Memoar - Kian (IN)
Anonim – Part 1
Halo. Tujuh tahun yang lalu saya bersama keluarga saya meninggalkan kota kelahiran saya, Tehran, dan menjadi pengungsi. Kami terpaksa pergi untuk menemukan tempat yang aman. Saat ini saya tinggal di Makassar. Menurut UNHCR, kami akan tinggal di Indonesia untuk waktu yang cukup singkat, namun tak terasa telah hampir delapan tahun kami habiskan di kota ini.Â
Orang Indonesia sebenarnya sangat ramah. Tak jarang saya disapa dengan senyuman dan sapaan yang hangat ketika pertama kali bertemu dengan orang Indonesia. Akan tetapi sebagai pengungsi kami biasanya menyembunyikan status kami. Ketika ditanyakan asal negaranya, biasanya para pengungsi akan menyebutkan negara yang lainnya, karena mereka takut dengan respon orang-orang Indonesia ketika mengetahui status mereka sebagai pengungsi.Â
Saya merasa diperlakukan berbeda, tergantung jika saya mengatakan saya adalah pengungsi atau turis. Ketika saya memilih mengatakan bahwa saya adalah seorang turis, mereka akan memperlakukan saya dengan baik. Akan tetapi ketika saya menyebutkan identitas saya sebagai pengungsi, tatapan mereka berubah dan itu membuat saya tidak nyaman. Saya tidak pernah menyalahkan mereka. Saya memahami bahwa mereka tidak tersosialisasikan dengan baik mengenai pengungsi dan mereka tidak tahu bagaimana berespon yang tepat ketika bertemu dengan pengungsi. Mereka pun tidak terbiasa bergaul dengan para pengungsi.
Orang juga sering salah paham tentang kami. Kami dianggap orang-orang yang berasal dari negara tak dikenal dan kami tidak mengetahui banyak hal. Itu tentunya hal yang tidak benar. Kebanyakan petugas yang bekerja untuk mengurus kami juga menganggap kami tidak tahu apa-apa atau bahkan tidak dapat melakukan apa-apa. Hal itu membuat saya merasa kesal.
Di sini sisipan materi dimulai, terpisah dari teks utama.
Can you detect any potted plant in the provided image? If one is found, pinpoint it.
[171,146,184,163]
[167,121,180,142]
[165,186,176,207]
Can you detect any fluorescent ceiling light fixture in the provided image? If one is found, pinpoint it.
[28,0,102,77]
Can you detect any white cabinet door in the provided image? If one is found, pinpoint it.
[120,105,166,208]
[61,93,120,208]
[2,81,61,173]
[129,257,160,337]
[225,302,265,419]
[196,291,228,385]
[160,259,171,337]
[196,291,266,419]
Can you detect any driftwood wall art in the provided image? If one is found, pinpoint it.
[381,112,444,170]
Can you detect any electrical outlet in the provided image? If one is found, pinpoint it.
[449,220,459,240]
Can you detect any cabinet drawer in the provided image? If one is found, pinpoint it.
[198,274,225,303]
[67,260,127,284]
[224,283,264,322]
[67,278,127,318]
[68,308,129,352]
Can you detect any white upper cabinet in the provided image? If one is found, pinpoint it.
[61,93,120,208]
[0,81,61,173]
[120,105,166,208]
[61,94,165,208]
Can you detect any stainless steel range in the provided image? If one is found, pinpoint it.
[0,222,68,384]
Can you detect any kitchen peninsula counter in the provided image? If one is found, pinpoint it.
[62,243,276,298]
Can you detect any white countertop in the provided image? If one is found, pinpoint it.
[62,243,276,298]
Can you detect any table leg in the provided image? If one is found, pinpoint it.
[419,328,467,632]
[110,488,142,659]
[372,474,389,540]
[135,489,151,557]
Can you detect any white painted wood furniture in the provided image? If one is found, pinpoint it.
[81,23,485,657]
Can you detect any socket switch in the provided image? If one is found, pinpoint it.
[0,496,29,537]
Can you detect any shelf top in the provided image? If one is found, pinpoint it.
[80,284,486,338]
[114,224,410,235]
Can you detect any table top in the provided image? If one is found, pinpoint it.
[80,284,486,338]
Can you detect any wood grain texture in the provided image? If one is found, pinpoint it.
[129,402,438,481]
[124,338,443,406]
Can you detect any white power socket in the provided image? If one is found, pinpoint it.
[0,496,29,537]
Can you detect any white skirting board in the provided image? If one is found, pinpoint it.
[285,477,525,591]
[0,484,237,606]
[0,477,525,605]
Kesalahpahaman lainnya yang kami rasakan adalah orang-orang Indonesia sering menganggap kami datang untuk mencuri pekerjaan mereka. Hal itu adalah pemahaman yang salah, karena sebenarnya kami tidak dapat melakukan hal itu bahkan kami tidak dapat bekerja. Karena kesempatan hidup di Indonesia tidak dibarengi dengan hak untuk bekerja di Indonesia. Menurut saya, sangat penting bahwa mereka mendapatkan pemahaman bahwa kami disini tidak untuk mencuri pekerjaan mereka. Kesalahpahaman lain yang juga sering muncul adalah kami dianggap tidak memiliki keterampilan atau bakat apapun. Sebaliknya, para pengungsi memiliki pekerjaan yang sangat baik di tempat asal kami, seperti dokter, insinyur, guru, penjahit, tukang kayu, petani. Tetapi karena mereka harus meninggalkan negara asal dan pekerjaan mereka, membuat mereka tidak dapat menggunakan keterampilan tersebut.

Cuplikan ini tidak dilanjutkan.